Readit News logoReadit News
Posted by u/zaptrem 2 years ago
Show HN: Sonauto – A more controllable AI music creatorsonauto.ai/...
Hey HN,

My cofounder and I trained an AI music generation model and after a month of testing we're launching 1.0 today. Ours is interesting because it's a latent diffusion model instead of a language model, which makes it more controllable: https://sonauto.ai/

Others do music generation by training a Vector Quantized Variational Autoencoder like Descript Audio Codec (https://github.com/descriptinc/descript-audio-codec) to turn music into tokens, then training an LLM on those tokens. Instead, we ripped the tokenization part off and replaced it with a normal variational autoencoder bottleneck (along with some other important changes to enable insane compression ratios). This gave us a nice, normally distributed latent space on which to train a diffusion transformer (like Sora). Our diffusion model is also particularly interesting because it is the first audio diffusion model to generate coherent lyrics!

We like diffusion models for music generation because they have some interesting properties that make controlling them easier (so you can make your own music instead of just taking what the machine gives you). For example, we have a rhythm control mode where you can upload your own percussion line or set a BPM. Very soon you'll also be able to generate proper variations of an uploaded or previously generated song (e.g., you could even sing into Voice Memos for a minute and upload that!). @Musicians of HN, try uploading your songs and using Rhythm Control/let us know what you think! Our goal is to enable more of you, not replace you.

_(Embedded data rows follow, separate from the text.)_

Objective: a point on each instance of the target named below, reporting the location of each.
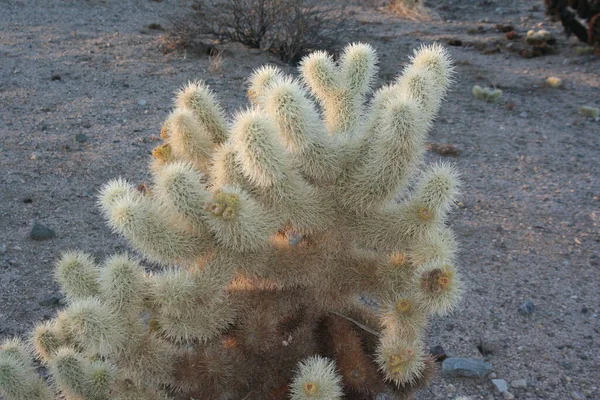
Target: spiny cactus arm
(150, 362)
(77, 274)
(69, 371)
(395, 226)
(18, 350)
(265, 164)
(198, 98)
(200, 324)
(437, 287)
(188, 140)
(100, 377)
(437, 245)
(238, 222)
(438, 188)
(356, 367)
(435, 59)
(341, 89)
(226, 170)
(19, 381)
(401, 362)
(401, 314)
(95, 327)
(302, 130)
(138, 219)
(191, 305)
(123, 389)
(46, 339)
(395, 150)
(260, 81)
(80, 379)
(316, 379)
(123, 285)
(358, 67)
(179, 187)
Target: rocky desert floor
(84, 88)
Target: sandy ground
(528, 218)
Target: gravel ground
(84, 89)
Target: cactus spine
(271, 230)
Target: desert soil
(527, 220)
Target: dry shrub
(289, 28)
(411, 9)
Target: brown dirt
(528, 218)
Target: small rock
(41, 232)
(443, 149)
(519, 383)
(464, 367)
(81, 138)
(487, 348)
(500, 384)
(53, 300)
(527, 308)
(566, 365)
(155, 26)
(438, 353)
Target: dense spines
(316, 379)
(341, 88)
(358, 65)
(179, 187)
(68, 370)
(436, 60)
(199, 99)
(123, 284)
(95, 327)
(188, 140)
(302, 230)
(18, 381)
(438, 287)
(393, 153)
(260, 81)
(239, 222)
(77, 274)
(402, 362)
(100, 378)
(191, 305)
(148, 361)
(266, 166)
(139, 219)
(303, 131)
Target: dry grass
(215, 62)
(414, 10)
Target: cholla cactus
(303, 249)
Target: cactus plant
(302, 248)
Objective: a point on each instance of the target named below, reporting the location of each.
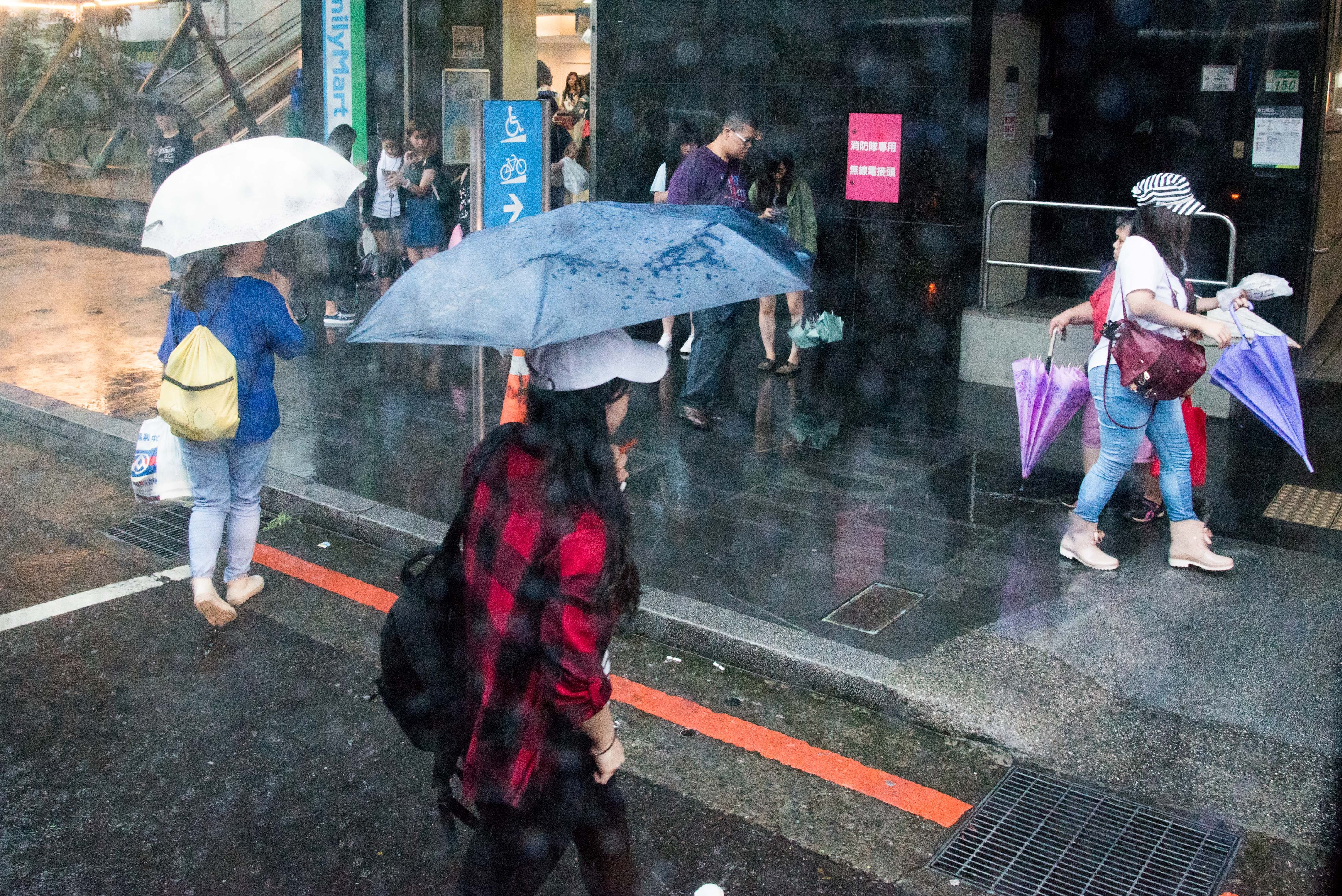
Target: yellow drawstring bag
(199, 395)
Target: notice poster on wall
(1219, 80)
(874, 146)
(343, 72)
(467, 42)
(459, 88)
(1277, 136)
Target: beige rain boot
(245, 588)
(1191, 545)
(1082, 545)
(207, 601)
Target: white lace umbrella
(245, 192)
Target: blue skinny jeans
(226, 481)
(1119, 447)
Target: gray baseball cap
(591, 361)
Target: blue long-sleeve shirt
(254, 325)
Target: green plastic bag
(823, 328)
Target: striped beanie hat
(1168, 191)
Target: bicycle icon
(513, 171)
(516, 135)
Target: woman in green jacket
(786, 203)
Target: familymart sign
(343, 69)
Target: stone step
(128, 210)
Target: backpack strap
(1109, 360)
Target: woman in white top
(386, 220)
(1149, 285)
(688, 141)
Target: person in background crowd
(786, 202)
(544, 80)
(341, 230)
(1148, 290)
(386, 211)
(170, 151)
(575, 98)
(712, 176)
(686, 140)
(423, 219)
(539, 618)
(254, 323)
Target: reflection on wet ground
(858, 470)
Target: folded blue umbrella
(1261, 375)
(586, 269)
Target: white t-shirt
(386, 200)
(659, 183)
(1141, 267)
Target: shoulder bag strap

For example, we turned this drum line (https://sonauto.ai/songs/uoTKycBghUBv7wA2YfNz) into this full song (https://sonauto.ai/songs/KSK7WM1PJuz1euhq6lS7 skip to 1:05 if impatient) or this other song I like better (https://sonauto.ai/songs/qkn3KYv0ICT9kjWTmins - we accidentally compressed it with AAC instead of Opus which hurt quality, though)

We also like diffusion models because while they're expensive to train, they're cheap to serve. We built our own efficient inference infrastructure instead of using those expensive inference as a service startups that are all the rage. That's why we're making generations on our site free and unlimited for as long as possible.

We'd love to answer your questions. Let us know what you think of our first model! https://sonauto.ai/

adrianh · 2 years ago
I'm interested to hear more about your statement of "Our goal is to enable more of you, not replace you."

Speaking as a musician who plays real instruments (as opposed to electronic production): how does this help me? And how does this enable more of me?

I am asking with an open mind, with no cynicism intended.

zaptrem · 2 years ago
If the future of music was truly just typing some text into a box and taking or leaving what the machine gives you that would be kinda depressing.

We want you to be able to upload recordings of your real instruments and do all sorts of cool things with them (e.g., transform them, generate vocals for your guitar riff, use the melody as a jazz song, or just get some inspiration for what to add next).

IMO AI alone will never be able to touch hearts like real people do, but people using AI will be able to like never before.

anigbrowl · 2 years ago
But then why are you going down the dead-end route of generating complete songs? Nobody wants this except marketing people.

I've said it before, there, is no consumer market for an infinity jukebox because you can't sing along with songs you don't already know, there's already an overabundance of recorded music, and emotion in generative music (especially vocals) is fake. Nobody likes fakery for its own sake. Marketers like it because they want musical wallpaper, the same way commercials have it and it increasingly seeps into 'news' coverage. The market for fully-generated songs is background music in supermarkets, product launch videos, and in-group entertainment ('original songs for your company holiday party! Hilarious musical portraits of your favorite executives - us!').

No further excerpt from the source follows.